At times, though, her heart gave her more troubling physical problems, and the doctor ordered her to bed rest. This was one of those spells, and she chaffed vainly at her forced inactivity. She moved her head side to side restlessly on the pillow and picked carelessly at a loose thread on her coverlet. She closed her eyes and groaned quietly as she thought of her inability to minister to the needs of her family and to participate in the beloved household routines. As her family had the many other daily home tasks to do as well as tending to the large vegetable garden out back, Sarah had always done all the meal preparation herself, and now she worried that they would not eat properly. How would the bread get baked, who would cook the roast for dinner, who would get the vegetables ready?
Being a deeply religious woman who read her Bible faithfully every night before going to bed, an involuntary prayer escaped her lips, as she beseeched heaven with the plea, “What can I do, Father? What can I do?”
Slowly an inspiration formed, and a hint of a sparkle came into her eyes. Yes, she could manage that! Wasting no time, she called out to Edith to come to her bedside, while ideas jostled each other in her mind.

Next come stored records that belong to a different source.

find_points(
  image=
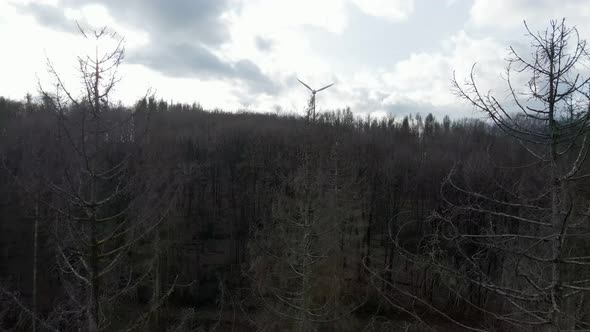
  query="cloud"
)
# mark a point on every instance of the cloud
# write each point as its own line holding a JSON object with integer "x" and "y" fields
{"x": 186, "y": 60}
{"x": 263, "y": 44}
{"x": 394, "y": 10}
{"x": 182, "y": 35}
{"x": 509, "y": 14}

“Edith, pull up a chair and listen to me, please,” she urged. “I have a plan! I am going to teach you how to cook!”
Edith looked a bit skeptical, but Sarah continued, “ I will tell you what utensils, pans, and ingredients you need, and when you have gathered them, come back and set them here on my vanity table. I will then give you step-by-step instructions on how to bake some bread and how to fix today’s dinner.”
As Edith left with her list of items to get from the kitchen, Sarah settled back on her pillow, smiling contentedly. She wasn’t useless after all! Then, lifting her eyes to the sky outside her window, she simply breathed, “Thank you!”